Neuro Oncol. 2015 Nov;17(11):1497-503. doi: 10.1093/neuonc/nov092. Epub 2015 May 25.
The diagnosis of primary central nervous system lymphoma (PCNSL) can be challenging. PCNSL lesions are frequently located deep within the brain, and performing a cerebral biopsy is not always feasible. The aim of this study was to investigate the diagnostic value of CSF neopterin, a marker of neuroinflammation, in immunocompetent patients with suspected PCNSL.
We retrospectively reviewed the characteristics of 124 patients with brain tumor (n = 82) or an inflammatory CNS disorder (n = 42) in whom CSF neopterin levels were assessed. Twenty-eight patients had PCNSL, 54 patients had another type of brain tumor (glioma n = 36, metastasis n = 13, other n = 5), and 13 patients had a pseudotumoral inflammatory brain lesion.
CSF neopterin levels were significantly higher in the patients with PCNSL than in those with other brain tumors (41.8 vs 5.1 nmol/L, P < .001), those with pseudotumoral inflammatory brain lesions (41.8 vs 4.3 nmol/L, P < .001), and those with nontumefactive inflammatory CNS disorders (41.8 vs 3.8 nmol/L, P < .001). In the 95 patients with space-occupying brain lesions, at a cutoff of 10 nmol/L, the sensitivity of this approach was 96% and the specificity was 93% for the diagnosis of PCNSL. The positive and negative predictive values were 84% and 98%, respectively.
Assessing CSF neopterin levels in patients with a suspected brain tumor might be helpful for the positive and differential diagnosis of PCNSL. A prospective study is warranted to confirm these results.

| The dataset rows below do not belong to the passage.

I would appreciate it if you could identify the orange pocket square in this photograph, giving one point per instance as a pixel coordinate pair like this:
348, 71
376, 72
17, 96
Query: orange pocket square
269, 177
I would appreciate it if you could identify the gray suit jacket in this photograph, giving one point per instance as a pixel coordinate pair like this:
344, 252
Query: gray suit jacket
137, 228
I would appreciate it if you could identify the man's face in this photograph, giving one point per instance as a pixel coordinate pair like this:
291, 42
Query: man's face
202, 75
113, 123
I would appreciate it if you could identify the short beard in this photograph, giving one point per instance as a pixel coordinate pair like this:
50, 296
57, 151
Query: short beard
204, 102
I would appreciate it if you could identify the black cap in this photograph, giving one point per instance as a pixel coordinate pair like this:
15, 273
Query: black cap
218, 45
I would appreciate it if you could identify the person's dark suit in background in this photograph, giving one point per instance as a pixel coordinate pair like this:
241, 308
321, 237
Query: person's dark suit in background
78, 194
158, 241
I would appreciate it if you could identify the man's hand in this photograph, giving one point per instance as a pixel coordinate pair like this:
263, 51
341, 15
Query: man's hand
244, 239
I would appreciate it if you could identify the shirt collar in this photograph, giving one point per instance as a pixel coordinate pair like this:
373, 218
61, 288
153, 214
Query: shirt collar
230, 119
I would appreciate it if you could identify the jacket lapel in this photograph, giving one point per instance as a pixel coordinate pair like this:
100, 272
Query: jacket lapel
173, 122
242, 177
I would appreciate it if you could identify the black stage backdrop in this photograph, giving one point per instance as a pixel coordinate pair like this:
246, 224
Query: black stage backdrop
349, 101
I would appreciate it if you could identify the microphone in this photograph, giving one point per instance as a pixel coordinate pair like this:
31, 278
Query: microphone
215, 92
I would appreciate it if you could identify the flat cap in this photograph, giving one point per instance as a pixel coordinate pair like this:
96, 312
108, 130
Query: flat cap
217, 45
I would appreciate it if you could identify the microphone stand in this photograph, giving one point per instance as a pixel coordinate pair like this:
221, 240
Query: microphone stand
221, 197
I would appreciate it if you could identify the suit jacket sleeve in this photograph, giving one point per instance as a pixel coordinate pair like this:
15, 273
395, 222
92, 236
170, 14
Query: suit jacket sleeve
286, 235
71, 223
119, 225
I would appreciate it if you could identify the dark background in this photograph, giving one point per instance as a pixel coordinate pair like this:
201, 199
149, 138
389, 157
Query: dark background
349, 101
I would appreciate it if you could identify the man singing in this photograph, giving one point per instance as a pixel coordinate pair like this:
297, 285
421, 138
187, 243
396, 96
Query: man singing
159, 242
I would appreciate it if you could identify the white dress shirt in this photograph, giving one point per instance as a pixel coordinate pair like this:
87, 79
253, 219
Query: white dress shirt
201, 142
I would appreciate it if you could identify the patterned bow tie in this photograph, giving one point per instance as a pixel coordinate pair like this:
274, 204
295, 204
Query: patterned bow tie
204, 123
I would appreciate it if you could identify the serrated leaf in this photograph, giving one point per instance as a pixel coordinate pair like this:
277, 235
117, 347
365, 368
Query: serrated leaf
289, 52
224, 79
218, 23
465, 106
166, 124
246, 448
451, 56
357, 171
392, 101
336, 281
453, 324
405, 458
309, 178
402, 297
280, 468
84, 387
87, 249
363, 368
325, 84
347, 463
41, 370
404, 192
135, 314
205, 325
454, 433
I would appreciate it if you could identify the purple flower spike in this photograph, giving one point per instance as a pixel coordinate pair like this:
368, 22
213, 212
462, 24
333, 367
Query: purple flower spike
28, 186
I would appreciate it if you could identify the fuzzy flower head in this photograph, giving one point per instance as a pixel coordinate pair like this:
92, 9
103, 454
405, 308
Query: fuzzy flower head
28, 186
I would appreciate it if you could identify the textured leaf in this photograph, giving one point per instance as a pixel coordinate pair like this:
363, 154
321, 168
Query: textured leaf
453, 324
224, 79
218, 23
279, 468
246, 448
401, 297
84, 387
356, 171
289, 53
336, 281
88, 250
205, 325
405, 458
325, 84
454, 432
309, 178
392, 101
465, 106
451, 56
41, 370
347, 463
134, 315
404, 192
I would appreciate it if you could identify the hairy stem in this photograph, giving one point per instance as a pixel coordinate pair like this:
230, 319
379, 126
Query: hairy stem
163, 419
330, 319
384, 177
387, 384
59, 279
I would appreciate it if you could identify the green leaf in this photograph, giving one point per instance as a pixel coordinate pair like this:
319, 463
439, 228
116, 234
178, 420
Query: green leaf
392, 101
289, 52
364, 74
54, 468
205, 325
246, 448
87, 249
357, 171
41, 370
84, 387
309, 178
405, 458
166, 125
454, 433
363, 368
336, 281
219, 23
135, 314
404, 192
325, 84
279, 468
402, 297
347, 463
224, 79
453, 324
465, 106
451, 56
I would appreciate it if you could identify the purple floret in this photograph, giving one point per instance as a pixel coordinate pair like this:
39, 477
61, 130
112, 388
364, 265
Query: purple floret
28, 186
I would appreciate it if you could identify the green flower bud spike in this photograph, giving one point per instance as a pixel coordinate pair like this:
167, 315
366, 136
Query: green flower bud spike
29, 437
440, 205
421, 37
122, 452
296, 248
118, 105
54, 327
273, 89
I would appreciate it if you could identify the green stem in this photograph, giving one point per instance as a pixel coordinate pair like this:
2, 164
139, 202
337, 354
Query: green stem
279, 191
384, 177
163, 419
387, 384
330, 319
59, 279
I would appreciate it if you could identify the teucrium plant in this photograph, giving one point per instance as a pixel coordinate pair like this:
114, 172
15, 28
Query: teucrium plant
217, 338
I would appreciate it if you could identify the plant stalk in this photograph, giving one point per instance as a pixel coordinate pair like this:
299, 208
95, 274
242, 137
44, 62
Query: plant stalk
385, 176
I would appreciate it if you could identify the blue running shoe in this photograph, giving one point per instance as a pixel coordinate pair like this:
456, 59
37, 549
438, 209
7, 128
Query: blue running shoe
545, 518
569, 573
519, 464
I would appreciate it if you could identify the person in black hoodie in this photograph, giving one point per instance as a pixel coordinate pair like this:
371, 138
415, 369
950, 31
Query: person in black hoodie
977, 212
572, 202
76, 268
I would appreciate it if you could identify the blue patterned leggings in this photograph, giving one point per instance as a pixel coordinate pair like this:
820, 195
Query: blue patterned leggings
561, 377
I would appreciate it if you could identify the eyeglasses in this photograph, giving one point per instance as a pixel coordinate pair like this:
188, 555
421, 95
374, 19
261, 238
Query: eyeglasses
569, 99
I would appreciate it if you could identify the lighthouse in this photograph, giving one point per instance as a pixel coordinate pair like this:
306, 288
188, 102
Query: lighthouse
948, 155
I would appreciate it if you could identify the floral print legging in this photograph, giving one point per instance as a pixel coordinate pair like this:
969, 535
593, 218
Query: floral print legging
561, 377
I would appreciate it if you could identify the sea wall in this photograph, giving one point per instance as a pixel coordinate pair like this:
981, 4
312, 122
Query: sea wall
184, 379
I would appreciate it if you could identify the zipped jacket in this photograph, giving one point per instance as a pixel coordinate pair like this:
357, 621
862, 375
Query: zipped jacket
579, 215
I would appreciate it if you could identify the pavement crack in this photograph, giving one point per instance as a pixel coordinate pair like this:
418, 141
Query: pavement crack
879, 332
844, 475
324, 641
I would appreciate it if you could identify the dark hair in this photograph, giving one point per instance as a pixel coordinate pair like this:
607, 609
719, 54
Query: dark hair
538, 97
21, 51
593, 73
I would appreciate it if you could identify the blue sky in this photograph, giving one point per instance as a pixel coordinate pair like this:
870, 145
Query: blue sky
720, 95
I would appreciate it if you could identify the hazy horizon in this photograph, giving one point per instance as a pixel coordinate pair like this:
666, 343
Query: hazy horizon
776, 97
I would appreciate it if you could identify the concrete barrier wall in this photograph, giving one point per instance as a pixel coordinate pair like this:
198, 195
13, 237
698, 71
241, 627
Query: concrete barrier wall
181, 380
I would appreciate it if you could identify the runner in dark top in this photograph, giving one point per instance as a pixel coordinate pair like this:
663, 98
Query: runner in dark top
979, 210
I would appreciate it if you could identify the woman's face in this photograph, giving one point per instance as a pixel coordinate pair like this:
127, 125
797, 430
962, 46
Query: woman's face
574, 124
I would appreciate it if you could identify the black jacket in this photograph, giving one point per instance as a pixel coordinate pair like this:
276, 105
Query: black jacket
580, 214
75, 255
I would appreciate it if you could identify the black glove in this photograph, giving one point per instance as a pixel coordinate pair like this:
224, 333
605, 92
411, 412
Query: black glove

原发性中枢神经系统淋巴瘤(PCNSL)的诊断具有挑战性。PCNSL病变常位于脑深部,进行脑活检并非总是可行。本研究的目的是探讨神经炎症标志物脑脊液新蝶呤在免疫功能正常的疑似PCNSL患者中的诊断价值。
我们回顾性分析了124例评估了脑脊液新蝶呤水平的脑肿瘤患者(n = 82)或炎症性中枢神经系统疾病患者(n = 42)的特征。28例患者患有PCNSL,54例患者患有其他类型的脑肿瘤(胶质瘤n = 36,转移瘤n = 13,其他n = 5),13例患者患有假瘤性炎症性脑病变。
PCNSL患者的脑脊液新蝶呤水平显著高于其他脑肿瘤患者(41.8对5.1 nmol/L,P <.001)、假瘤性炎症性脑病变患者(41.8对4.3 nmol/L,P <.001)和非肿瘤性炎症性中枢神经系统疾病患者(41.8对3.8 nmol/L,P <.001)。在95例有占位性脑病变的患者中,以10 nmol/L为临界值,该方法诊断PCNSL的敏感性为96%,特异性为93%。阳性和阴性预测值分别为84%和98%。
评估疑似脑肿瘤患者的脑脊液新蝶呤水平可能有助于PCNSL的阳性诊断和鉴别诊断。有必要进行前瞻性研究以证实这些结果。